Roni Amit, the senior researcher at the African Centre for Migration and Society, emphasised that the High Court ruled in 2006 that pre-screening was a violation of constitutional rights. “There is a perception that people are abusing the system,” said Amit. “But rather than addressing abuse in the home affairs department, they’re targeting people coming into the country.”

Complaints
Critics also complain that the law empowers Home Affairs Minister Nkosazana Dlamini-Zuma to reduce the number of days given to asylum-seekers to report to an immigration officer for asylum status from 14 to five.

“It’s cruel,” said Khan. “The minister has no idea how vulnerable asylum-seekers are, especially females. Women are sometimes raped by gangs and left lying at the border for days.

“What is she going to do with these people who take more than five days? Is she going to deport them? Is she going to imprison them?” Said Magardie: “You can’t have a one-size-fits-all approach. You can apply for asylum only at refugee reception offices in the main towns. Someone coming from the border will probably take more than five days to reach a big town.”

There are measures dealing with cases of abuse in the Refugee Act as it currently stands, she said. The increase in criminal penalties was a further problem in the new law, said Magardie. “The minister has increased penalties from fines to jail sentences of up to 15 years for infringements. That is disproportionate.”

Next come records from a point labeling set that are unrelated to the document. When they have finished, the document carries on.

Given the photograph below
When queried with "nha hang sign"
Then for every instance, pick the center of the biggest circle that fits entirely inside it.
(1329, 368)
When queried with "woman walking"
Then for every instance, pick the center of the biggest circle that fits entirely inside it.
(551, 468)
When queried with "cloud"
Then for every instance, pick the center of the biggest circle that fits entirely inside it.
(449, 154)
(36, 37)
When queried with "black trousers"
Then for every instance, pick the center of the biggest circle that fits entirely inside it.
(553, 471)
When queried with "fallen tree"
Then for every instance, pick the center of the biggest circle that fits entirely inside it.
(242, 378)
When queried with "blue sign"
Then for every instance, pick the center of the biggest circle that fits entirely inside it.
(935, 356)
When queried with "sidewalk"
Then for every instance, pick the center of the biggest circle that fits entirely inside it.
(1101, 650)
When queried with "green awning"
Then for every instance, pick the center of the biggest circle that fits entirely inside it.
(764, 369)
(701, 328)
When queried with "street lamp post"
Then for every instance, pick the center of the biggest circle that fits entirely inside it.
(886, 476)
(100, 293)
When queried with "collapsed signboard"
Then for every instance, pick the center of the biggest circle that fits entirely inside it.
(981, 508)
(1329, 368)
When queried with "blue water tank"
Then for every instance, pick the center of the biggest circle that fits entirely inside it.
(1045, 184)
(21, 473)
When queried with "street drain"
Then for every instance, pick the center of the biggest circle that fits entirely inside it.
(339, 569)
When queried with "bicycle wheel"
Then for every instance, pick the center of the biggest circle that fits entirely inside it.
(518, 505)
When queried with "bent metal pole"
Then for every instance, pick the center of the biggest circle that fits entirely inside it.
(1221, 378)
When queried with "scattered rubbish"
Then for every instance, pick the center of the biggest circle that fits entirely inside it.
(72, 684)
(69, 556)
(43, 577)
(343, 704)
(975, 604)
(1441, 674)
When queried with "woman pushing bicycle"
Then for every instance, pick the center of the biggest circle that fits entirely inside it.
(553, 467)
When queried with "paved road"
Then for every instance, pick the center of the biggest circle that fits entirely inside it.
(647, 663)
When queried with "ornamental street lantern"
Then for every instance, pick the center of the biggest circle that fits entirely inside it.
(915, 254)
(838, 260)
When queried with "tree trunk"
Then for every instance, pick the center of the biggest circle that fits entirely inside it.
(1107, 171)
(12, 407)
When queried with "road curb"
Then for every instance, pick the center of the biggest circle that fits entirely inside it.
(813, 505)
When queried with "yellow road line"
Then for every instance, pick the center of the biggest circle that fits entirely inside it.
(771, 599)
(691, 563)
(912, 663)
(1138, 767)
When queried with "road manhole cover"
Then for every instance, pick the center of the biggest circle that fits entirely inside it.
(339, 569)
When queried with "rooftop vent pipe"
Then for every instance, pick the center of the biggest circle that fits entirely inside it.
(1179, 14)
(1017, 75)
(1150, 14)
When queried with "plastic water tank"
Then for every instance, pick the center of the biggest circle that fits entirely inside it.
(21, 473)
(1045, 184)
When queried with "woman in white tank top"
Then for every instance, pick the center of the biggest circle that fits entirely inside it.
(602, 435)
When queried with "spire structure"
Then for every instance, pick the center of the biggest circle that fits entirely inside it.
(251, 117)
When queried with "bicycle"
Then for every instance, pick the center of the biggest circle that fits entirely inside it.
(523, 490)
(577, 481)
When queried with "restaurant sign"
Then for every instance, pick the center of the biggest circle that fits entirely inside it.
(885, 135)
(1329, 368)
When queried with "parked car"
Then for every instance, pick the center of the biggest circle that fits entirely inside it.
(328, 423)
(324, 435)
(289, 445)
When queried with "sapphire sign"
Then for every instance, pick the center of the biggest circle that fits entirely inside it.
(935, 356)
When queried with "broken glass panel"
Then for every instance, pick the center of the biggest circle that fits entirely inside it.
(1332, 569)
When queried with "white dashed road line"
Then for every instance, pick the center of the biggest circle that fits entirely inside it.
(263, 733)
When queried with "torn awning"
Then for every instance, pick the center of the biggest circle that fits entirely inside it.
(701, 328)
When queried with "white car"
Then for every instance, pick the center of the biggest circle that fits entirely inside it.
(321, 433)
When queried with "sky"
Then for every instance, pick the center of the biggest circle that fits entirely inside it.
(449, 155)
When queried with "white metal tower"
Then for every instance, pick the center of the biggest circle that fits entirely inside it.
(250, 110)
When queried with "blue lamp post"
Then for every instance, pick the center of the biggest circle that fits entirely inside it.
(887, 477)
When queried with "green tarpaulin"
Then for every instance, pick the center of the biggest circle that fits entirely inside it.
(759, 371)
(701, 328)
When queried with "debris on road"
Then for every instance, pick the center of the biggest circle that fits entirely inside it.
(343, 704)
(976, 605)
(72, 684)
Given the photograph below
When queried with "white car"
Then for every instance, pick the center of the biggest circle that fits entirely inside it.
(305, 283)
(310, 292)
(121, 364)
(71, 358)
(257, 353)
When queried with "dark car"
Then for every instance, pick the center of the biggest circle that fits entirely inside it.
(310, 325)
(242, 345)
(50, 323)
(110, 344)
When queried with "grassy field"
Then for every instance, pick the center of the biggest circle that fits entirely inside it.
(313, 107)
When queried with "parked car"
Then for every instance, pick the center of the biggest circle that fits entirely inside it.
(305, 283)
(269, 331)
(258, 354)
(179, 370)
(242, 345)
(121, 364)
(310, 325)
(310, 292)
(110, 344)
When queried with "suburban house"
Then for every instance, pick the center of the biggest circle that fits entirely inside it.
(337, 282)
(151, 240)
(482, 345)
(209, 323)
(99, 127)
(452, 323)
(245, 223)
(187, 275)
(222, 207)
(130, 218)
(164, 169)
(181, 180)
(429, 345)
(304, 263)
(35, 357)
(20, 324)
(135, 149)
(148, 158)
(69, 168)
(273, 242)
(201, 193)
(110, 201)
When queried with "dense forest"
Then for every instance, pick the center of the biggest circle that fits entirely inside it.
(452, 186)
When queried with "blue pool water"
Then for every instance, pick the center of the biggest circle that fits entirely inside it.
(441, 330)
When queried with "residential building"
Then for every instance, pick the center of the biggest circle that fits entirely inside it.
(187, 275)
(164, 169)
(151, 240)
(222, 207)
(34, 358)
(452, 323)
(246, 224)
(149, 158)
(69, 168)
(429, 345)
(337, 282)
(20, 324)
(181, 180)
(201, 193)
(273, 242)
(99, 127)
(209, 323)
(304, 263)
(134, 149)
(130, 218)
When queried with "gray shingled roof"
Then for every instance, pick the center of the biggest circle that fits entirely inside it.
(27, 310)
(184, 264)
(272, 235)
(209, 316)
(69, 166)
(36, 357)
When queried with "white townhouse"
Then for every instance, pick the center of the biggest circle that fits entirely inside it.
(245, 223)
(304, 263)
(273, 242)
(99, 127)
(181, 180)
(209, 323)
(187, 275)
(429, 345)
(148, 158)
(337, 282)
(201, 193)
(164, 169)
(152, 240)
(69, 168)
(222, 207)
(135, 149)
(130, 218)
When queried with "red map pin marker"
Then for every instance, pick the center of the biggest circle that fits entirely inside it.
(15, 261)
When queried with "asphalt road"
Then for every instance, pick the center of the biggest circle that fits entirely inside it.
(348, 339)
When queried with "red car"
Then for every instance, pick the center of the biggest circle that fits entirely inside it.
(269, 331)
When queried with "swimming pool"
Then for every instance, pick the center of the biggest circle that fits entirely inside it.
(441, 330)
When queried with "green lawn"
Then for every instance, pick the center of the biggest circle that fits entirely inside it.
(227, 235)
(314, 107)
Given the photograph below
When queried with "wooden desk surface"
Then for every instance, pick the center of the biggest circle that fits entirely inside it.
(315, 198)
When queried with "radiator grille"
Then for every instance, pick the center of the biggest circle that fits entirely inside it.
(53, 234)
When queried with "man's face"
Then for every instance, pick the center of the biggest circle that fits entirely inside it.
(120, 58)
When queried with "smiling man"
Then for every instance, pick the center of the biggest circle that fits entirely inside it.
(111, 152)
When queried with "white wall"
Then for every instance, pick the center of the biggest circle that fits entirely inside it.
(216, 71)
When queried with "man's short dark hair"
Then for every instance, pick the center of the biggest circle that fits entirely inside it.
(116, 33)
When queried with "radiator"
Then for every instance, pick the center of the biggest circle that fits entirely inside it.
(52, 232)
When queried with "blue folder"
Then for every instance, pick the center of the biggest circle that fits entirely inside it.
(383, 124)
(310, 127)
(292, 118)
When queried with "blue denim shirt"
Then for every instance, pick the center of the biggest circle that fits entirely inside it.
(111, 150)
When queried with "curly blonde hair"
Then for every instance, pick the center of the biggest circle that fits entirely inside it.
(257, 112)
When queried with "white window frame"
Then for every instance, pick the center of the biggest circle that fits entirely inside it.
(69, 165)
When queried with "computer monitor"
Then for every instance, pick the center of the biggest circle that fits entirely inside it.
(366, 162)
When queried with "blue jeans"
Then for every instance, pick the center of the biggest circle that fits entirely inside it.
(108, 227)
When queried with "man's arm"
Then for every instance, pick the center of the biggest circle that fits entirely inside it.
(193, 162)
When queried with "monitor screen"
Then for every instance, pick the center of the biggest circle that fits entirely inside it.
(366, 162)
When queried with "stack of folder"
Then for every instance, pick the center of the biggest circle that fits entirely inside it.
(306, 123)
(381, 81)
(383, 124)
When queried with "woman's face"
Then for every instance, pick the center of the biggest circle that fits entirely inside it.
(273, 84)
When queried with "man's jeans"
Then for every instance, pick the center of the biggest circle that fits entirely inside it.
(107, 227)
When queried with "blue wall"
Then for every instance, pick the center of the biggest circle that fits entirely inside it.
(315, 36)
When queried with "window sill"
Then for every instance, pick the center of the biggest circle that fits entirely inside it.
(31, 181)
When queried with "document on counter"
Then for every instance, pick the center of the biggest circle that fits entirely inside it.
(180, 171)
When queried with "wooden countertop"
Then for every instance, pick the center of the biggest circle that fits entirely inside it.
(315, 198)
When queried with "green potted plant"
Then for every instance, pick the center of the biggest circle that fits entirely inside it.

A provision allowing for advanced passenger processing (APP), to give home affairs access to airlines’ passenger lists, appeared to violate privacy rights. Said Magardie: “Home affairs is a creaking bureaucracy which cannot cope with large-scale violations of the integrity of the population register and identity theft. How this new and additional database maintenance responsibility for APP will be handled is a mystery.”

Democratic Alliance home affairs spokesperson Annette Lovemore said the processing of the Bill was another concern, as the ANC used its majority muscle to force it through in the teeth of the unanimous rejection by opposition parties. “It was bulldozed through,” Lovemore said. “The department did not consult at the drafting stage and gave a one-week submission deadline for public submissions for a very complex Bill. There was no robust debate.”

Lovemore objected to the stipulation that foreigners wishing to establish businesses in South Africa must, within a year of being granted a visa, meet a certain unspecified “target”. “Exceptional skills permits have also been eradicated and replaced with critical skills permits, making it harder to work in South Africa. “The overall effect is that it’s going to make migration harder,” said Amit. “It contains language that makes it harder for people to apply for visas of any kind.”

Dlamini-Zuma told the media this week that immigration policy “has to be in line with our national priorities, of which job creation is one of the most important”. Abuses of South Africa’s open-immigration policy had compromised national security and tarnished the country’s international reputation, she said.